The CTA Pacific Asian American Caucus released a statement calling on all educators to raise awareness, join the fight and make a clear declaration against anti-Asian sentiments, violence and racism everywhere.
“Our community should know that we, as educators and a cornerstone of our society, are all in this together, and that we will not tolerate any violence, hostility, derogatory or negative attitudes toward our AAPI students, families, staff, or administration,” the statement reads. “We must not only be committed to being anti-racist in our roles as educators, but we must call out racism and hate and stand up to them when we are confronted with them!”
Caucus chair Ken Tang says fighting white supremacy means speaking out, showing solidarity and being a part of the solution.
“We need to work together. When you hear something, say something,” says Tang. “We all need to do our part in checking our own biases and being better. We need to stop being divided. We need to be united.”
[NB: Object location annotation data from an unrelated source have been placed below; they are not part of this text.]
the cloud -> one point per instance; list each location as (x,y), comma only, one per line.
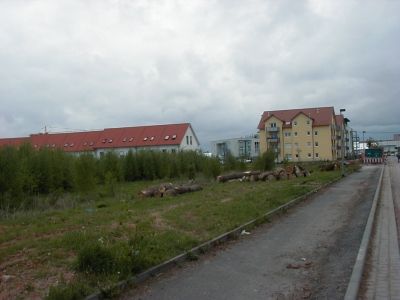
(215,64)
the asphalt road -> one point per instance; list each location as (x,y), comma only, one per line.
(308,253)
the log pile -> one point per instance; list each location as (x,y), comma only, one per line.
(168,190)
(242,176)
(287,173)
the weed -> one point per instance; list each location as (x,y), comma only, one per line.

Ways to get involved and take action
- If you see something, say something. Report it at StopAAPIHate.org
- Share CTA’s Pacific Asian American Caucus statement
- Learn about and support the National Asian Pacific American Women’s Forum
- Learn about and support AAPI organizations like Asian Americans Advancing Justice (Atlanta, LA, SF/Asian Law Caucus)
- Have courageous conversations with your family and friends about violence against Asian Americans and how you can fight against stereotypes and racism
- How to respond to Coronavirus racism in the classroom
- Check out the Asian Pacific American Labor Alliance’s Resource Guide on Anti-Asian Violence
- Share activist and NBA star Jeremy Lin’s video urging an end to violence and racism against Asian Americans and Pacific Islanders
- Research #StopAsianHate and #StopAAPIHate on social media and follow AAPI activists
- Support Georgia’s Asian American Community
“As educators, we can lead the way by teaching and celebrating AAPI history and culture, bringing awareness to these incidents, and letting your students, families and communities know you stand with the AAPI community,” says CTA Board member Telly Tse.